When using the Keras backend argmin function on an input array containing subnormal float values, Keras consistently returns the index of 0.0 as the minimum value, even though a smaller subnormal value (-1.401298464324817e-45) exists in the array. Other deep learning frameworks such as PyTorch and Chainer correctly return the index of the subnormal value, but Keras (and TensorFlow) return the index of 0.

Expected Behavior:

The expected behavior is for Keras's argmin function to return the index of the smallest value, which should be the subnormal float value (-1.401298464324817e-45) at index 2. Instead, Keras is returning the index of 0.0 (index 0).

Reproduction Code:

import torch
import tensorflow as tf
import numpy as np
from chainer import functions as F
import jax.numpy as jnp
import tensorflow.keras.backend as K

# Input data
input_data = [
    0.0,
    1.1754943508222875e-38,
    -1.401298464324817e-45,
    0.0,
    459367.0
]

# Test PyTorch
def test_pytorch_argmin(input_data):
    tensor = torch.tensor(input_data, dtype=torch.float32)
    result = torch.argmin(tensor).item()
    print(f"PyTorch argmin result: {result}")
    return result

# Test TensorFlow
def test_tensorflow_argmin(input_data):
    tensor = tf.constant(input_data, dtype=tf.float32)
    result = tf.argmin(tensor).numpy()
    print(f"TensorFlow argmin result: {result}")
    return result

# Test Keras using backend
def test_keras_argmin(input_data):
    tensor = K.constant(input_data, dtype=tf.float32)
    result = K.argmin(tensor, axis=-1).numpy()
    print(f"Keras argmin result: {result}")
    return result

# Test Chainer
def test_chainer_argmin(input_data):
    tensor = np.array(input_data, dtype=np.float32)
    result = F.argmin(tensor).data
    print(f"Chainer argmin result: {result}")
    return result

# Test JAX
def test_jax_argmin(input_data):
    tensor = jnp.array(input_data, dtype=jnp.float32)
    result = jnp.argmin(tensor).item()
    print(f"JAX argmin result: {result}")
    return result

if __name__ == "__main__":
    pytorch_result = test_pytorch_argmin(input_data)
    tensorflow_result = test_tensorflow_argmin(input_data)
    keras_result = test_keras_argmin(input_data)
    chainer_result = test_chainer_argmin(input_data)
    jax_result = test_jax_argmin(input_data)
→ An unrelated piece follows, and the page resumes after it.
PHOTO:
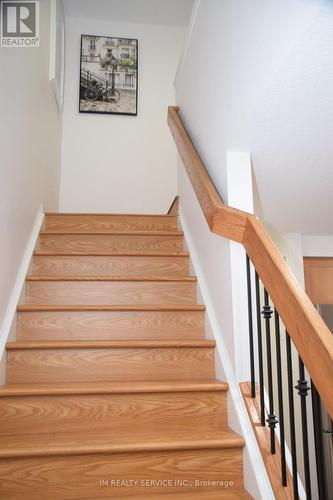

    print("\nSummary of results:")
    print(f"PyTorch argmin: {pytorch_result}")
    print(f"TensorFlow argmin: {tensorflow_result}")
    print(f"Keras argmin: {keras_result}")
    print(f"Chainer argmin: {chainer_result}")
    print(f"JAX argmin: {jax_result}")

Summary of results:
PyTorch argmin: 2
TensorFlow argmin: 0
Keras argmin: 0
Chainer argmin: 2
JAX argmin: 0

Comment From: sachinprasadhs

I checked the result with different backend using Keras 3, torch results in 2 where as TensorFlow results in 0. The results are not consistent across different backend.

import os
os.environ["KERAS_BACKEND"] = "torch"
import numpy as np
import keras

# Input data
input_data = [
    0.0,
    1.1754943508222875e-38,
    -1.401298464324817e-45,
    0.0,
    459367.0
]

def test_keras_argmin(input_data):
    result = keras.ops.argmin(input_data, axis=-1).numpy()
    print(f"Keras argmin result: {result}")
    return result

test_keras_argmin(input_data)

Comment From: jeffcarp

Thanks for reporting this bug as well as #20350. All backend ops should have the same numerics, which should mirror numpy's behavior.

Comment From: jeffcarp

This can be reproed just by switching between np and jnp arrays:

print('jnp', np.argmin(jnp.array([0, -1.1e-45], dtype=jnp.float32)))
print('np ', np.argmin(np.array([0, -1.1e-45], dtype=np.float32)))
jnp 0
np  1

My hunch is something in the JAX/TF ecosystem is flattening subnormals too early.

[edit] This is not limited to argmin/argmax either. The issue seems to be with how tensors are handled in TF/JAX.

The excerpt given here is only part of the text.